And again, we are talking here about the question of whether there will be a floor debate in the Senate that will culminate in an actual vote on a resolution. That the public debate continues is obvious, and that debate will continue until the war is over (and even then, it will continue).
At the moment, the failure to move any of the resolutions to the floor has meant that the Senate is currently moving on to other business.
Meanwhile, WaPo reports that 7 GOP Senators Back War Debate:
Senate Republicans who earlier this week helped block deliberations on a resolution opposing President Bush’s new troop deployments in Iraq changed course yesterday and vowed to use every tactic at their disposal to ensure a full and open debate.In a letter distributed yesterday evening to Senate leaders, John W. Warner (Va.), Chuck Hagel (Neb.) and five other GOP supporters of the resolution threatened to attach their measure to any bill sent to the floor in the coming weeks. Noting that the war is the “most pressing issue of our time,” the senators declared: “We will explore all of our options under the Senate procedures and practices to ensure a full and open debate.”
The Senators in question (in addition to those noted above) are:
The other Republican senators who signed the letter were Susan Collins and Olympia J. Snowe of Maine, Norm Coleman (Minn.), Gordon Smith (Ore.), and George V. Voinovich (Ohio).
We return, at this point, to an “inside baseball” discussion of how the Senate works. On the one hand, Majority Leader Reid is treating the resolutions of issue to be dead, the seven signatories to the letter noted above are threatening to use various parliamentary procedures to reignite the discussion:
The letter sent to Senate Majority Leader Harry M. Reid (D-Nev.) and Minority Leader Mitch McConnell (R-Ky.) was not more specific about the Republican senators’ strategy for reviving the war debate. But under the chamber’s rules, senators have wide latitude in slowing the progress of legislation and in offering amendments, regardless of whether they have anything to do with the bill.

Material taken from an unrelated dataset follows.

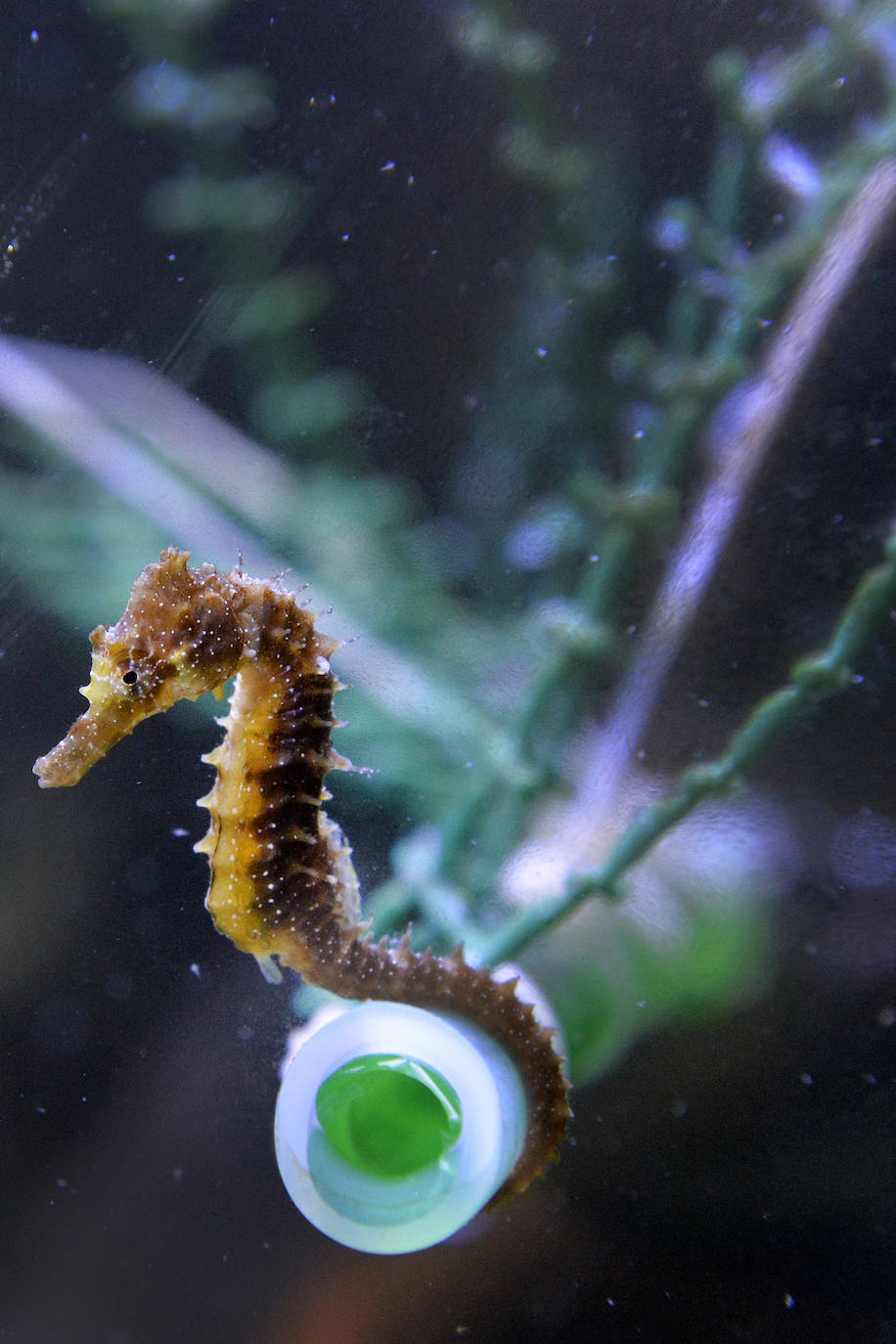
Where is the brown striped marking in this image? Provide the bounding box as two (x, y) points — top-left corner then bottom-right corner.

Of course, there is nothing that would stop any member of the Senate from writing a new proposed resolution and then trying to find a way of getting it to the floor.
Ultimately what has happened here in the last several days is that a Senator (Levin) tried to get a specific proposed resolution before the chamber for debate and a vote. Two other alternative resolutions also emerged (one may have been in the form of an amendment). At any rate, the votes were not there to proceed to debate. That led to all the brouhaha over whether the GOP was blocking debate (in a sense they were), and has led the Senate to move on to new business. This is all wholly normal for Senate operations.
Update: Edited to fix an awkward sentence.